Dfs0¶

In [ ]:

import pandas as pd
import mikeio

Reading data¶

In [ ]:

ds = mikeio.read("data/Oresund_ts.dfs0")
ds

In [ ]:

type(ds)

The mikeio read function returns a Dataset which is a container of DataArrays.

A DataArray can be selected by name or by index.

In [ ]:

da = ds["Drogden: Surface elevation"]   # or ds.Drogden_Surface_elevation or ds[2]
da

Upon read, specific items can be selected with the items argument using name or index.

In [ ]:

ds = mikeio.read("data/Oresund_ts.dfs0", items=[0,2,3])
ds

Wildcards can be used to select multiple items:

In [ ]:

ds = mikeio.read("data/Oresund_ts.dfs0", items="*Surf*")
ds

A specific time subset can be using .sel:

In [ ]:

ds.sel(time=slice("2018-03-04","2018-03-04 12:00"))

Or with positional indexing using .isel:

In [ ]:

ds.isel(time=slice(10,20))

The Dataset and DataArray have a number of useful attributes like time, items, ndims, shape, values (only DataArray) etc

In [ ]:

ds.time

In [ ]:

ds.items

In [ ]:

da.item

In [ ]:

da.shape

In [ ]:

da.values

The time series can be plotted with the plot method.

In [ ]:

ds.plot();

A simple timeseries Dataset can easily be converted to a Pandas DataFrame.

In [ ]:

df = ds.to_pandas()
df

Writing data¶

Often, time series data will come from a csv or an Excel file. Here is an example of how to read a csv file with pandas and then write the pandas DataFrame to a dfs0 file.

In [ ]:

df = pd.read_csv("data/naples_fl.csv", skiprows=1, parse_dates=True, index_col=0)
df

You will probably have the need to parse certain a specific data formats many times, then it is a good idea to create a function.

In [ ]:

def read_ncei_obs(filename):
    # old name : new name
    mapping = {'TAVG (Degrees Fahrenheit)': 'temperature_avg_f',
               'TMAX (Degrees Fahrenheit)': 'temperature_max_f',
               'TMIN (Degrees Fahrenheit)': 'temperature_min_f',
               'PRCP (Inches)': 'prec_in'}
    
    df_renamed = (
        pd.read_csv(filename, skiprows=1, parse_dates=True, index_col=0)
           .rename(columns=mapping)
    )
    sel_cols = mapping.values() # No need to repeat ['temperature_avg_f',...]
    df_selected = df_renamed[sel_cols]
    return df_selected

In [ ]:

df = read_ncei_obs("data/naples_fl.csv")
df.head()

In [ ]:

df.tail()

In [ ]:

df.shape

Convert temperature to Celsius and precipitation to mm.

In [ ]:

df_final = df.assign(temperature_max_c=(df['temperature_max_f'] - 32)/1.8,
                     prec_mm=df['prec_in'] * 25.4)

df_final.head()

In [ ]:

df_final.loc['2021'].plot();

Creating a dfs0 file from a dataframe is pretty straightforward.
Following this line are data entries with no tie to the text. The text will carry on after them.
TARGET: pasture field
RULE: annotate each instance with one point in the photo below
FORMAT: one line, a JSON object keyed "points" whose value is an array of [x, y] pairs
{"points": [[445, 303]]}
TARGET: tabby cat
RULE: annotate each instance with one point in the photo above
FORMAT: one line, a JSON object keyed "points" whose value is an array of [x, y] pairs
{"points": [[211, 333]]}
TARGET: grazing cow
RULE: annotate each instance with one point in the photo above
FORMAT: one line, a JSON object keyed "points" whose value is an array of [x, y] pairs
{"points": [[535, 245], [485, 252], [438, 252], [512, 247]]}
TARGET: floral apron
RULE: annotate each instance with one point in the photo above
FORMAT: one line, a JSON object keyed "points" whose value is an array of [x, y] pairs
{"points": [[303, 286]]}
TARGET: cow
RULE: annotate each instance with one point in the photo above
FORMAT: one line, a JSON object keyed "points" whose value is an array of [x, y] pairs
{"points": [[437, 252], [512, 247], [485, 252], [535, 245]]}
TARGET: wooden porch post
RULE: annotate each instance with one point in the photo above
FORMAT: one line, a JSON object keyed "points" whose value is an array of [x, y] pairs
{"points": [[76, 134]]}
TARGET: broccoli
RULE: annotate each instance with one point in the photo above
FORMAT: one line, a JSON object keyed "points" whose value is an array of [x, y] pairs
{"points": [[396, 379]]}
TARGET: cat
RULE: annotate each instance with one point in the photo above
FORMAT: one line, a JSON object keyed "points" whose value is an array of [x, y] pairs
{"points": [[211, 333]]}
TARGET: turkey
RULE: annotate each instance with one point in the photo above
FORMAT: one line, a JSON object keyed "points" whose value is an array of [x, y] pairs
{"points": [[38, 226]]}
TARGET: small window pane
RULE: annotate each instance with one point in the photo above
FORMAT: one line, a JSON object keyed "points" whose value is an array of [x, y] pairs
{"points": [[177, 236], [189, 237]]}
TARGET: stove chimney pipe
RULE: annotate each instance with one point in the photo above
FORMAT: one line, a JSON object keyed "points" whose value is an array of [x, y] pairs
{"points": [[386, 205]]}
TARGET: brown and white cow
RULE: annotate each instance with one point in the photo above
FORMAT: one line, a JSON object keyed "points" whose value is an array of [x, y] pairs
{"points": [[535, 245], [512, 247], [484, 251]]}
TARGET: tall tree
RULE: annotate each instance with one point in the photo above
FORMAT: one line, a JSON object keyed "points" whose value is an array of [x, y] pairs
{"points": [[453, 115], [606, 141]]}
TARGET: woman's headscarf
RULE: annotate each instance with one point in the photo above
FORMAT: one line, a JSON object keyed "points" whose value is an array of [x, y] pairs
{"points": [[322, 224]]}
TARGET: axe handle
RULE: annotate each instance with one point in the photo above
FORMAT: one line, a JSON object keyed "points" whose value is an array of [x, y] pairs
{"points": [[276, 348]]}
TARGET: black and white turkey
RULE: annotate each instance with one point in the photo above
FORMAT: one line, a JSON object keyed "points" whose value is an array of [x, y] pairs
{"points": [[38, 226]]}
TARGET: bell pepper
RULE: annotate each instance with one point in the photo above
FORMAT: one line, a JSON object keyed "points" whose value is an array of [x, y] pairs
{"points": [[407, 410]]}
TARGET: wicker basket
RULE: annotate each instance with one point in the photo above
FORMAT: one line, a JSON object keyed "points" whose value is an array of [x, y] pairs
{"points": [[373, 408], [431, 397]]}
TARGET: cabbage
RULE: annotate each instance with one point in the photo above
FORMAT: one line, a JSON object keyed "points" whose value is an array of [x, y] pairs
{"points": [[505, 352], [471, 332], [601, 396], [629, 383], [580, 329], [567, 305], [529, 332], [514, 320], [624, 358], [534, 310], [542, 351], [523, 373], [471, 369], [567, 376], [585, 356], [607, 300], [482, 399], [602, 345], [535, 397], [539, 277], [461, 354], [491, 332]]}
Convert the dataframe to a Dataset

In [ ]:

ds = mikeio.from_pandas(df_final)
ds

Write the Dataset to a dfs0 file.

In [ ]:

ds.to_dfs("output/naples_fl.dfs0")

Let's read it back in again...

In [ ]:

saved_ds = mikeio.read("output/naples_fl.dfs0")
saved_ds

By default, EUM types are undefined. But it can be specified. Let's select a few colums.

In [ ]:

df2 = df_final[['temperature_max_c', 'prec_in']]
df2.head()

In [ ]:

from mikeio import ItemInfo, EUMType, EUMUnit

ds2 = mikeio.from_pandas(df2, 
                         items=[
                   ItemInfo(EUMType.Temperature),
                   ItemInfo(EUMType.Precipitation_Rate, EUMUnit.inch_per_day)]
           )
ds2

EUM¶

In [ ]:

from mikeio.eum import ItemInfo, EUMType, EUMUnit

EUMType.search("wind")

In [ ]:

EUMType.Wind_speed.units

Inline Exercise¶

What is the best EUM Type for "peak wave direction"? What is the default unit?

In [ ]:

# insert your code here

Precipitation data¶

In [ ]:

df = pd.read_csv("data/precipitation.csv", parse_dates=True, index_col=0)
df.head()

In [ ]:

from mikecore.DfsFile import DataValueType

(mikeio.from_pandas(df, items=ItemInfo(EUMType.Precipitation_Rate, EUMUnit.mm_per_hour, data_value_type=DataValueType.MeanStepBackward))
        .to_dfs("output/precipitation.dfs0")
)

Selecting¶

In [ ]:

ds = mikeio.read("output/precipitation.dfs0", items=[1,4]) # select item by item number (starting from zero)
ds

In [ ]:

ds = mikeio.read("output/precipitation.dfs0", items=["Precipitation station 5","Precipitation station 1"]) # or by name (in the order you like it)
ds

Inline Exercise¶

Read all items to a variable ds. Select "Precipitation station 3" - which different ways can you select this item?

In [ ]:

# insert your code here

In [ ]:

import utils

utils.sysinfo()

In [ ]: